Mr Maguire was well and truly deep into influence peddling from his parliamentary office earlier than when either he or she think they began their secret romance and his activities were well-known two years ago when he had to quit parliament.
Yet Ms Berejiklian, blinded by love, knowing that her Numero Uno had been found to have breached the parliamentary code of conduct and ousted from both the party and his office didn’t break off their affair until August or September this year, a matter of weeks ago.
Not only that but ICAC’s investigators have hours of their tapped telephone conversations and hundreds of text messages which would indicate that she knew well before their trysts were brought to a halt that he was involved in activities that she didn’t want to know about.
But it was put to Ms Berejiklian at the ICAC that, from their conversations about the property interests of Ms Louise Waterhouse and other activities, that Ms Berejiklian was across the issues even though, as she told Mr Maguire when he wanted to tell her how much he hoped to make from the Waterhouse deal, “I don’t need to know about that bit”.
Always chivalrous and protective, Mr Maguire agreed: “No you don’t.”

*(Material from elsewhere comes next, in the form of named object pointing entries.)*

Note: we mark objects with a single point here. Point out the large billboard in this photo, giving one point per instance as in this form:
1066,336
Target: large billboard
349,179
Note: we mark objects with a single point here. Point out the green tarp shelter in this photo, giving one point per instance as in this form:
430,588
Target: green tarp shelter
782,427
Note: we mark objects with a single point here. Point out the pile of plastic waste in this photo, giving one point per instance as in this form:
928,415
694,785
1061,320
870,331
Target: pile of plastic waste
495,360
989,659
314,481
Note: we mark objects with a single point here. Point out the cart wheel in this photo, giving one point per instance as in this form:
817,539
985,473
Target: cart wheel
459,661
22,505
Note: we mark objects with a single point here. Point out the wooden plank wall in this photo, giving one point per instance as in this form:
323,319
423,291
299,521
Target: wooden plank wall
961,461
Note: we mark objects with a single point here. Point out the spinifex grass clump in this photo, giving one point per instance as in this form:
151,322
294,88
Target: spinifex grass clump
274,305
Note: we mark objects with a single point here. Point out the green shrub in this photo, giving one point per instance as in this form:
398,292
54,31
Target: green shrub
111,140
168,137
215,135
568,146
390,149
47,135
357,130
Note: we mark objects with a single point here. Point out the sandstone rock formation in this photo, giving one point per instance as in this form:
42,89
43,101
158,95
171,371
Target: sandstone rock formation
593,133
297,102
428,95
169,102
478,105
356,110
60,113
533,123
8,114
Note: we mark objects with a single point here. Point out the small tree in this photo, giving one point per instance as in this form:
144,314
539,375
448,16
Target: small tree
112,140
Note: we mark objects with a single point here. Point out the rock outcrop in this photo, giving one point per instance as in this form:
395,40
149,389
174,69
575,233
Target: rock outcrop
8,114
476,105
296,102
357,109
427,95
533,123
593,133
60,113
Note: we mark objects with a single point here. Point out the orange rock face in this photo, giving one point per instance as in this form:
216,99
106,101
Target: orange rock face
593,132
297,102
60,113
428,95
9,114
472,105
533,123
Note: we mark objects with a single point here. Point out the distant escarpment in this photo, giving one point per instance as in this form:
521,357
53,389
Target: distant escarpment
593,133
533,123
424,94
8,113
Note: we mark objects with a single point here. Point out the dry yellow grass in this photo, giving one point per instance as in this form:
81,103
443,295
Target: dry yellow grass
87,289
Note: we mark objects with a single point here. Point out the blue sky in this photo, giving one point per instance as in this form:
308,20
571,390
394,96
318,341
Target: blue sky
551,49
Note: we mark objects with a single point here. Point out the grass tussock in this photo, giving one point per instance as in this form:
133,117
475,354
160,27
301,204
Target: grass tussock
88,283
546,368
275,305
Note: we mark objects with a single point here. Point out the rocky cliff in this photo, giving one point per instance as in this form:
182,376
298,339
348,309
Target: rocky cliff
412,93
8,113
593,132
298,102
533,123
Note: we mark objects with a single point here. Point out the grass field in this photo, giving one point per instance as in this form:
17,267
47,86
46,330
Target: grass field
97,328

How this will stand up by the time ICAC completes its investigation we shall see, but despite the well-publicised outpouring of goodwill toward Ms Berejiklian, it doesn’t look good.
Had a male colleague in her ministry provided the sort of access to senior officials in her administration to his secret lover and held the same hopes going into business with those he was assisting, it seems likely that Ms Berejiklian would have demanded they respect the rules and suffer the consequences.
ICAC has made a lot of mistakes in the past, many indeed under the reign of the former head Megan Latham, who told a host of junior barristers at a NSW Bar Association seminar in 2014, leaked to the media, that as an inquisitorial rather than adversarial body the ICAC was “not confined by the rules of evidence” that apply in courts and that advocates were given a “free kick” and that questioning of witnesses by counsel assisting inquiries was like “pulling wings off butterflies”.
Counsel assisting the ICAC, Scott Robertson, has not pulled any wings from the butterflies before him in this case.
Love is truly in the air but while admirable, it is no defence against impropriety.